Among the key issues addressed by last week’s ICC order, it seeks to ensure that low-income energy consumers — not other parties — reap the savings. The law requires the Illinois Power Agency to develop the plan so that low-income customers see “reasonable” economic benefits. In its order, the commission noted that while it would be difficult to monitor actual savings, contracts and vendors should have to document and verify that end-users are seeing at least a 50 percent energy savings.

The plan approved by the ICC also specifically requires the administrator of Solar for All to provide guidance and education to program vendors, community groups, local governments and others on how to facilitate low-income solar projects and energy efficiency programs.

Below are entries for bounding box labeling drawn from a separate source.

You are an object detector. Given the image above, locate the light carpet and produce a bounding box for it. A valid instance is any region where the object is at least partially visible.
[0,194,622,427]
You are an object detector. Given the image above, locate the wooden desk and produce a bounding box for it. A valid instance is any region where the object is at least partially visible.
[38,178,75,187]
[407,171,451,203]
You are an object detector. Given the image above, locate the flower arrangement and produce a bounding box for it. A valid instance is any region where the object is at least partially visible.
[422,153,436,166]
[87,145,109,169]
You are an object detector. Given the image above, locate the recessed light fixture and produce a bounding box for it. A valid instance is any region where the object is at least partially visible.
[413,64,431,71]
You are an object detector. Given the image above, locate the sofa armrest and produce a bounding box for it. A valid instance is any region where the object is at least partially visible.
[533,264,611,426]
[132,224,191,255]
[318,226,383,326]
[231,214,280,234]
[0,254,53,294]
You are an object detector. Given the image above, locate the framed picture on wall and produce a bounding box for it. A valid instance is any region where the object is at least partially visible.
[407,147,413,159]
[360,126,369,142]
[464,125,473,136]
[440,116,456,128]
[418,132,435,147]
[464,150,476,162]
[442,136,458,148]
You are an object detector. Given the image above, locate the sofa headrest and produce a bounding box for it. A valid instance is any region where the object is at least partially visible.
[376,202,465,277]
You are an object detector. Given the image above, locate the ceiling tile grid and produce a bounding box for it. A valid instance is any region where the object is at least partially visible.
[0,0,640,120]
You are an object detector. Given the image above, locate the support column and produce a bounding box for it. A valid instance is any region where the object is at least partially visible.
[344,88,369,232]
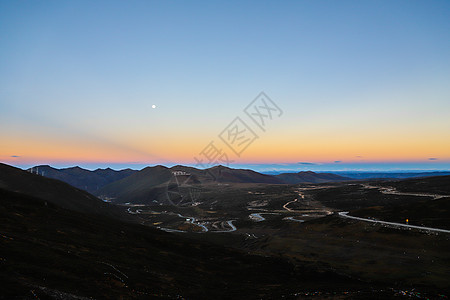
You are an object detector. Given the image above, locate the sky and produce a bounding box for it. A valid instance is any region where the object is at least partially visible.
[0,0,450,171]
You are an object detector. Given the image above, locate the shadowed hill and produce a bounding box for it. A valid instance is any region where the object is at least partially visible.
[0,188,363,299]
[96,166,172,203]
[381,175,450,196]
[0,163,129,220]
[275,171,352,184]
[27,165,137,193]
[96,166,283,204]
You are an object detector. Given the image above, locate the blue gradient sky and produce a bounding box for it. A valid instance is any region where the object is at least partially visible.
[0,1,450,169]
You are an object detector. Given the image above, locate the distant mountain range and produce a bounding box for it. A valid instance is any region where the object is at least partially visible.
[27,165,137,193]
[21,165,350,204]
[0,163,129,220]
[275,171,352,184]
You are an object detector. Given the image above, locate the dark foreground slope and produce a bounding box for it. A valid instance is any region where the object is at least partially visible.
[0,189,365,299]
[0,163,130,220]
[28,165,137,193]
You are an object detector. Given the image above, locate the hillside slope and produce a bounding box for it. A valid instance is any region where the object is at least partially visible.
[27,165,137,193]
[275,171,352,184]
[0,163,129,220]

Solar for All vendors, too, must detail how they involve communities in their projects and how they coordinate projects with a separate job training requirement in the law.

The law requires Commonwealth Edison to spend $3 million in 2017, 2021 and 2025 to train installers for Solar for All and other renewable portfolio standard projects. The Chicago-based utility made good on the first-year funding in December.

Another provision requires companies participating in Solar for All to commit to hiring job trainees for a portion of their low-income projects.

As with the low-income solar procurement plan, many details remain to be finalized to ensure that the job training program achieves its goals, said Kimberly Wasserman-Nieto, executive director of the Little Village Environmental Justice Organization in Chicago.

Little Village and other community organizations are working to provide critical “wrap-round” services to make sure segments of the population aren’t excluded because of language barriers or other challenges such as lack of transportation to job training programs that might otherwise get overlooked.

“For an environmental justice organization, this is where the work starts,” she said. “We’re excited, and we’re also realistic.”